Easy tasks are a trap; real work is messy

He takes aim at the fashionable view that the best model matters less now because all frontier models are “good enough.” Nate says that’s only true if your test is summarize-a-doc, write-an-email, or build-a-to-do-app territory. The real question now is not “can the model answer this?” but “can the model carry this?” — long context, contradictory files, legal risk, multiple artifacts, and enough persistence that the human is reviewing the hard parts instead of rebuilding everything.

Dingo: the absurd startup test that exposed real judgment

His first private benchmark, “Dingo and Company,” is a fictional Anchorage pet-tech startup selling an automated litter box for dingoes, with a legally sensitive import subsidiary called Northern Canada Imports.
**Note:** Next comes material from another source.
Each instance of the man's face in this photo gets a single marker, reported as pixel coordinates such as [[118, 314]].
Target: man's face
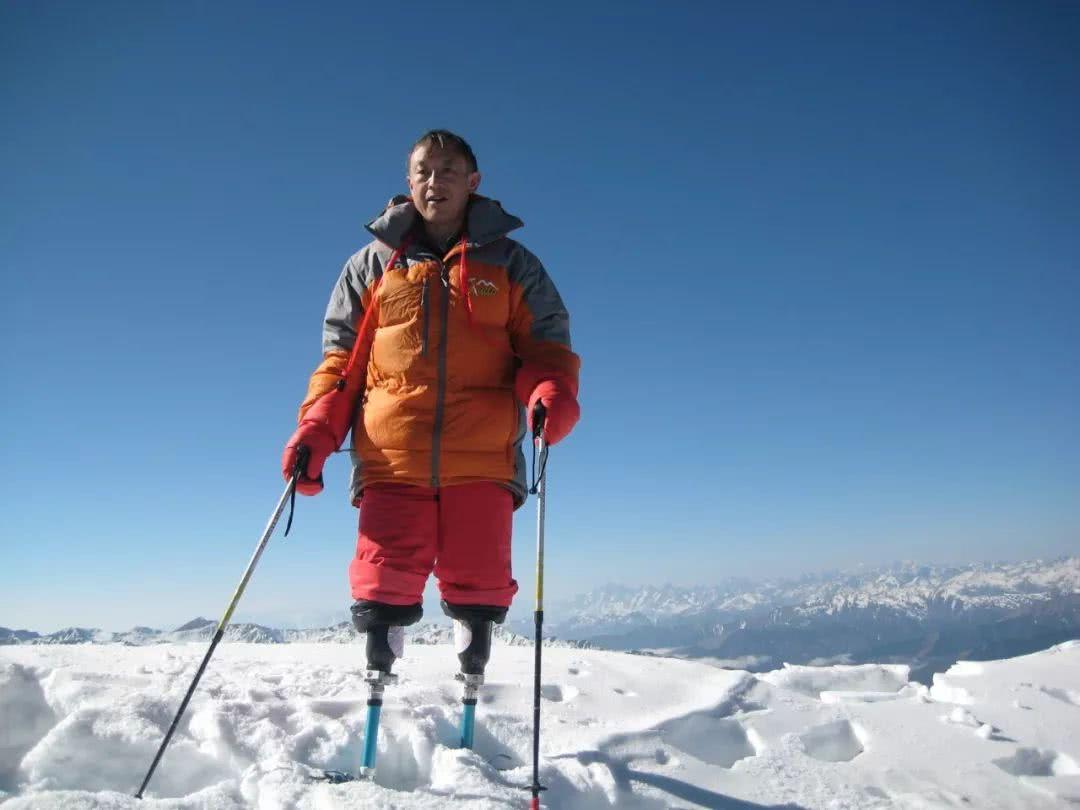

The absurd premise is intentional: weak models treat it like a joke launch, while stronger models realize it’s ethically fraught, operationally complex, and needs a narrow, qualified-household go-to-market posture. GPT-5.5 scored 87.3 and delivered all 23 requested artifacts as real files — including a 17-slide deck, spreadsheets with formulas, a working dashboard, and 34 sourced URLs — while the others either drifted on numbers, underproduced, or faked files with the right extensions.

Splash Brothers: where 5.5 gets impressively useful — and still unsafe to trust alone

The second test is a gross small-business data migration for a fictional car wash operation with 465 messy files: CSVs, Excel sheets, corrupted JSON, scanned handwritten receipts, VCFs, fake customers, duplicates, typos, and a planted fake $25,000 payment. Nate says 5.5 is the first model to catch the obvious human-red-flag traps — it rejected Mickey Mouse, test customer, ASDF ASDF, and the fake payment, merged all seven planted duplicate pairs, and generated a 7,287-line migration report. But it still missed backend hygiene like service-code conflicts, orphan handling, and enum normalization, which is why his practical advice is clear: use 5.5 for the heavy lift, then wrap it with validators, row-count checks, schema constraints, and human approval.

Artemis 2: strong research, weaker taste

The third test asks the model to research and build an interactive 3D visualization of NASA’s Artemis 2 mission from scratch. Both GPT-5.5 and Opus 4.7 correctly understood that Artemis 2 is a lunar flyby rather than a landing or orbit mission, which already rules out a lot of model confusion. But the split was aesthetic: 5.5 packed in educational labels and clickable information, while Opus delivered better lighting, composition, and visual authority — the kind of thing you’d actually want to show someone.

Why Codeex changes the evaluation

Nate says the real product story is not just the model weights but the system around them: Codeex, file access, browser control, memory, image generation, and the ability to act where the work actually lives. In his framing, ChatGPT is still the broad consumer surface, but Codeex is where serious work happens because 5.5 can inspect a codebase, run commands, hit errors, patch files, rerender documents, and keep going. His line is basically that intelligence and agency multiply each other, and 5.5 inside tools feels “like a monster.”

Reliability, routing, and the workflow he’d use now

He also argues availability is part of product quality, pointing to Anthropic status pages showing materially worse uptime and saying some Claude services are hovering around “one nine” rather than two or three nines. That leads into his routing playbook: 5.5 first for complex multi-step execution, Opus 4.7 for blank-canvas front-end taste, and a reference-image workflow when you want both taste and production strength. He closes by saying the future is not one-model loyalty but routing — and that 5.5 matters because it expands the class of work worth attempting, from executive handoffs to side-gig businesses like a palm-reading app or custom LEGO generator powered by 5.5, Images 2.0, and Codeex.